The dumping of potatoes in high security areas of Vidhan Sabha Marg and Kalidas Marg is being treated as a security lapse and four policemen and a sub-inspector have been suspended. But it has been reported that the protesters took advantage of the continuing night fog to drive to the sensitive roads to dump the potatoes.
The police have identified the trucks which brought and engaged in the dumping. They are trying to ascertain whether it was a case of mischief as the result was a mess in the two streets. In some case’s passersby roasted the dumped potatoes in firesides lit by the road and used it as a hot snack.
The Chief Minister, Yogi Adityanath, has promised to set up a committee of ministers to look into the potato growers’ demands. He said the earlier governments were not even paying Rs.2 per kilo, but his government gave and would give priority to the farmers’ interests.
Cash crops have traditionally received low prices in the private markets and even the support prices are said to be inadequate for the cost of production, especially because inputs like fertilizers is high.

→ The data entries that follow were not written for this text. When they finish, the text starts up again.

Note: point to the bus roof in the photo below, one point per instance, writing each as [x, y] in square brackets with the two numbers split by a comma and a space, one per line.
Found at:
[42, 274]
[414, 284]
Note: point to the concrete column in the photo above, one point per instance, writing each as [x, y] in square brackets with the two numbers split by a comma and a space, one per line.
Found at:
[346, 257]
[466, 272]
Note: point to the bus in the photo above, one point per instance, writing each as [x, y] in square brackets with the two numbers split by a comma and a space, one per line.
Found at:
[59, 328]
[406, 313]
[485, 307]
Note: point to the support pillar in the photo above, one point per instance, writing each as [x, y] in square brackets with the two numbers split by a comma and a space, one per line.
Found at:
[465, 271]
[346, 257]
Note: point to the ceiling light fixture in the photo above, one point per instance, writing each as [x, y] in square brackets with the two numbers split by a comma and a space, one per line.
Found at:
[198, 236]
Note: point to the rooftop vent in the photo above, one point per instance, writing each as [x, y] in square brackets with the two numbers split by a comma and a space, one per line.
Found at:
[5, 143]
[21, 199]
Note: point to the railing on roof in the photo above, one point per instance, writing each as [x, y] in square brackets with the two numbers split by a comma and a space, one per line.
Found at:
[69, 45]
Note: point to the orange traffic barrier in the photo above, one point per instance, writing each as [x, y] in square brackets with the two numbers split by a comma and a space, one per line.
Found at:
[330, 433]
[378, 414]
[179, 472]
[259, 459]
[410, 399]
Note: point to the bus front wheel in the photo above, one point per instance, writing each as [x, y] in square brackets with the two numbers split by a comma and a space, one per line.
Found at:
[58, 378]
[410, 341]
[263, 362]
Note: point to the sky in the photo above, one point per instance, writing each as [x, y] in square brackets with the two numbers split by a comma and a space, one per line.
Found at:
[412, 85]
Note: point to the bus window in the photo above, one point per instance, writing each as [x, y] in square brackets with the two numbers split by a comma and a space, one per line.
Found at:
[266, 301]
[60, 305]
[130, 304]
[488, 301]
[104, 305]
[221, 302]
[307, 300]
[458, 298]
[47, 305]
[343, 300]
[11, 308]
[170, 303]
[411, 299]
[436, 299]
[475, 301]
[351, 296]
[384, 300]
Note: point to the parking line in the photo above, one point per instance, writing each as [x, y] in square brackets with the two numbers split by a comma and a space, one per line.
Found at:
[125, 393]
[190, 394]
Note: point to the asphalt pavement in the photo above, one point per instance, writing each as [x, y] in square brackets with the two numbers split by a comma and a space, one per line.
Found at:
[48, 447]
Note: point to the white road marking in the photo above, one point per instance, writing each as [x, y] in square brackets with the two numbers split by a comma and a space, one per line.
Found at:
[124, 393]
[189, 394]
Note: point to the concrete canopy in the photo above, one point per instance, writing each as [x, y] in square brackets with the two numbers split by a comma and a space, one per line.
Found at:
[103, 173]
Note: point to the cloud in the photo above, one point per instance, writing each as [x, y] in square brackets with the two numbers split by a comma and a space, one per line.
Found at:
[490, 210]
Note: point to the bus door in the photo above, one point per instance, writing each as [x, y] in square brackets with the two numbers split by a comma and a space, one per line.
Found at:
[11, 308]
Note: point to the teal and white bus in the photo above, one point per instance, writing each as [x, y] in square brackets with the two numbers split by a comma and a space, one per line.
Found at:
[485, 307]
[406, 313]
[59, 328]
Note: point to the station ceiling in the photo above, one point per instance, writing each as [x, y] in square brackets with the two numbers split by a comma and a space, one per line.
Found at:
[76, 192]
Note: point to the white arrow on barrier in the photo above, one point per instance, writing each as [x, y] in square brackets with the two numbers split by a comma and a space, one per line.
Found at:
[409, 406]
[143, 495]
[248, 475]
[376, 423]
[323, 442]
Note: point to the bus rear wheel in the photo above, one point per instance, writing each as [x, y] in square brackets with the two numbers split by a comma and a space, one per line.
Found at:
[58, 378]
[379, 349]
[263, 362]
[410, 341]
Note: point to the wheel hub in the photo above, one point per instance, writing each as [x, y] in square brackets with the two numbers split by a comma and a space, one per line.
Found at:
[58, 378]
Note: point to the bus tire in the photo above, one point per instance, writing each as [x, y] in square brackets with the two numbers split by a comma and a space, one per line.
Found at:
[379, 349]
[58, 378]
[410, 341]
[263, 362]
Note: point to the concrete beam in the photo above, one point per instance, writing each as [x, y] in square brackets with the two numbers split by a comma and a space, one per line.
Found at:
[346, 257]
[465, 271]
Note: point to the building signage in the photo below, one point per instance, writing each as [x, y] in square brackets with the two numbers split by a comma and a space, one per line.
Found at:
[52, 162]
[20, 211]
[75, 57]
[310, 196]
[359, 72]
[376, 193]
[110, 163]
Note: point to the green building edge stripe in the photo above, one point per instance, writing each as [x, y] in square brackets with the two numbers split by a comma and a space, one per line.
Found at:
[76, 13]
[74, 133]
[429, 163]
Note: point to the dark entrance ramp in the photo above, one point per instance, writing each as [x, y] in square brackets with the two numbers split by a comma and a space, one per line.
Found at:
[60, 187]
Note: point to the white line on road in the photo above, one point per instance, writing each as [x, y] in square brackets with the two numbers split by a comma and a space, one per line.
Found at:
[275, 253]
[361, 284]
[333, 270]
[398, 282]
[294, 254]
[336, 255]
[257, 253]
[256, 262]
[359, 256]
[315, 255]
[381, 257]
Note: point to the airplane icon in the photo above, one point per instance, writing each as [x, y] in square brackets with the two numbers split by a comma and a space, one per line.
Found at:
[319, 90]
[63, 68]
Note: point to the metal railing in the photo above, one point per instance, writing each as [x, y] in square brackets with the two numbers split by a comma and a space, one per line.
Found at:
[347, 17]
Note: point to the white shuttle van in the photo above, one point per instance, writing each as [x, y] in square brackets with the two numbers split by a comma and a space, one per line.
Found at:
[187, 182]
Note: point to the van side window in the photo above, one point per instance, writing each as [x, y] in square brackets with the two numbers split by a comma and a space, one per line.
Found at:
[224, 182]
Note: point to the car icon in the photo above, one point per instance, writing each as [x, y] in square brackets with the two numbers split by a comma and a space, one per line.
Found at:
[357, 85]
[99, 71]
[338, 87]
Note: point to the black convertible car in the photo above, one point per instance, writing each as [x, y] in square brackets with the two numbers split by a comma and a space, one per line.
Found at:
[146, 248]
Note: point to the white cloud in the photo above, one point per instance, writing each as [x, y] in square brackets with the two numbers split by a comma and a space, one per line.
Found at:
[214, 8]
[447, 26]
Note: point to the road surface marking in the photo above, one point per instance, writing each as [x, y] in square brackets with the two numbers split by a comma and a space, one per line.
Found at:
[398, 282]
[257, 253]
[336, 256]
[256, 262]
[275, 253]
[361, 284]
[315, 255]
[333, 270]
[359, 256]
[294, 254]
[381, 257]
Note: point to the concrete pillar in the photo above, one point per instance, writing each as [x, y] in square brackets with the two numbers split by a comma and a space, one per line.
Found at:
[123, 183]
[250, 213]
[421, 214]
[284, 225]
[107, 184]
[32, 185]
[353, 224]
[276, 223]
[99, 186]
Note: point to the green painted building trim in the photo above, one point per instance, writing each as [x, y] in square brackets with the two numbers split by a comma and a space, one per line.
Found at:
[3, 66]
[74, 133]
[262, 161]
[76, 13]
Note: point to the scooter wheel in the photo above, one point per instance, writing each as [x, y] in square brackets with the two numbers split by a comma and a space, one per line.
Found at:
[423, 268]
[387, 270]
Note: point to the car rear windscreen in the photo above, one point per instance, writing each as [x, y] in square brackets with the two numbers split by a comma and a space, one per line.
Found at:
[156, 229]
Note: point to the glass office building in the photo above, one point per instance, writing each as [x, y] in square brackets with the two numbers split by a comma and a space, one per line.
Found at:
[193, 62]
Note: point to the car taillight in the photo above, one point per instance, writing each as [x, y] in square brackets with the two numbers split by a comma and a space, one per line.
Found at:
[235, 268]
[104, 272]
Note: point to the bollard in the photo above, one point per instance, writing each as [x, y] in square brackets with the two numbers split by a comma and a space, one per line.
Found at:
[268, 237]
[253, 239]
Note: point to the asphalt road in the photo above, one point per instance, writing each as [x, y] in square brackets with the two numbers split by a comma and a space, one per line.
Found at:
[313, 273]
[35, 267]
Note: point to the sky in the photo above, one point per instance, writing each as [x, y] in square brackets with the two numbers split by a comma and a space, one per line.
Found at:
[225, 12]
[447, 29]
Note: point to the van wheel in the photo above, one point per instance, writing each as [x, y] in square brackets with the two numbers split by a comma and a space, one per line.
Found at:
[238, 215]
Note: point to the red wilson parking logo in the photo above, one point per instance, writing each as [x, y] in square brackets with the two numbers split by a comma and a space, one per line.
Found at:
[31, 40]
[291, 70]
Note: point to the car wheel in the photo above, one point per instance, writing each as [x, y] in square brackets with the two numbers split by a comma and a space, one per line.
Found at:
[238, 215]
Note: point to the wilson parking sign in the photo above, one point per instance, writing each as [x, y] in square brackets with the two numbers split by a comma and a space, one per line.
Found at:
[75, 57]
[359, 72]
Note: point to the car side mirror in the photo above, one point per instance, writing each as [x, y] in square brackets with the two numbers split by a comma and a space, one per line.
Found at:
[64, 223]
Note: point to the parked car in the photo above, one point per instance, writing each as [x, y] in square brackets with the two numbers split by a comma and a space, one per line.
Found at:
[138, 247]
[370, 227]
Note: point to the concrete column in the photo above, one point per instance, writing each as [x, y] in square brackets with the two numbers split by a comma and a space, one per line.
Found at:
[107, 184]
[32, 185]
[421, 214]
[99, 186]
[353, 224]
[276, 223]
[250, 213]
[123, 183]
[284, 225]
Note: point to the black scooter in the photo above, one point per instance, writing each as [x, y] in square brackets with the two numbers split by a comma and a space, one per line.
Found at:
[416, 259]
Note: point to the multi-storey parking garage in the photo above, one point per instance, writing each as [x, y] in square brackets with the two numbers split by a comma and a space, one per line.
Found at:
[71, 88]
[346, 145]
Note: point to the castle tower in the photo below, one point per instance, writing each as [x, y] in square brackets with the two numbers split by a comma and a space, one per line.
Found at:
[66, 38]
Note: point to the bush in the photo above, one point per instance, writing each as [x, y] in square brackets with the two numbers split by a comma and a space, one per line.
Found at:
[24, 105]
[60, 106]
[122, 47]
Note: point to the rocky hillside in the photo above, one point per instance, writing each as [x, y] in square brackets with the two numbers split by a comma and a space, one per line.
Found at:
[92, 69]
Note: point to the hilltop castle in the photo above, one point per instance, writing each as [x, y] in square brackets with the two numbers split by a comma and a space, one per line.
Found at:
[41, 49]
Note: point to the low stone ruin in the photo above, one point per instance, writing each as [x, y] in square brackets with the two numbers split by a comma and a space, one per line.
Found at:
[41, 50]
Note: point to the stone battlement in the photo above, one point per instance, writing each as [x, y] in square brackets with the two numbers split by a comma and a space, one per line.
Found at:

Meanwhile, the Finance Minister, Mr. Arun Jaitley, has pointed out that a former Governor of Reserve Bank had warned they against farm loan waivers.
In a letter to the Chief Election Commissioner, the former RBI governor had mentioned that it was risky to promise farm loan waivers at election time. Even farmers who could afford to repay their debts have stopped doing so and this has affected the banks and finances of state governments even as subsidies distorted the credit discipline.
The Minister said that no financial assistance had been given to the states by the centre in the past three years. The RBI had given instructions to lending institutions in areas affected by natural calamities. These included restructuring and rescheduling of loans. The benchmark for banks in initiating relief measures had been reduced to 33 per cent of the crop losses and the maximum period of repayment was two years. In case of 50 per cent loss of crop, repayment could be made within five years.
What are the ground realities of bank loans to farmers in repayment is not quantified. Whether the farmers going bankrupt could be declared insolvent and would be liable to repay debts is an area of darkness; so is the case of farmers who die or commit suicide. But it is known that the private lenders resort to confiscation of land, no matter how small the holding. Whether they continue to take farmers as bonded labour with their families was at one time a common practice, but is it possible to wipe out that kind of unwritten rule is unknown, especially in backward regions of northern India.
Meanwhile, the Union Agricultural Minister said that in view of the belated revival of monsoon last year, the Central Statistical Organization had predicted in July that crop prospects could be poor. But the CSO could be expected to revise their forecasts as paddy sowing as well as other crops had been good from August onwards.
New varieties of paddy do not grow too tall and they need less than four months to be ready. The yield was claimed to be good. The wheat crop and those of lintels and oilseeds had been good already and India is in a comfortable position, according to the Minister. He expected that the upcoming budget on February 1 would present a gratifying picture for farm production.
Lalit Sethi is a Journalist of long standing and a commentator on Political and Social Issues.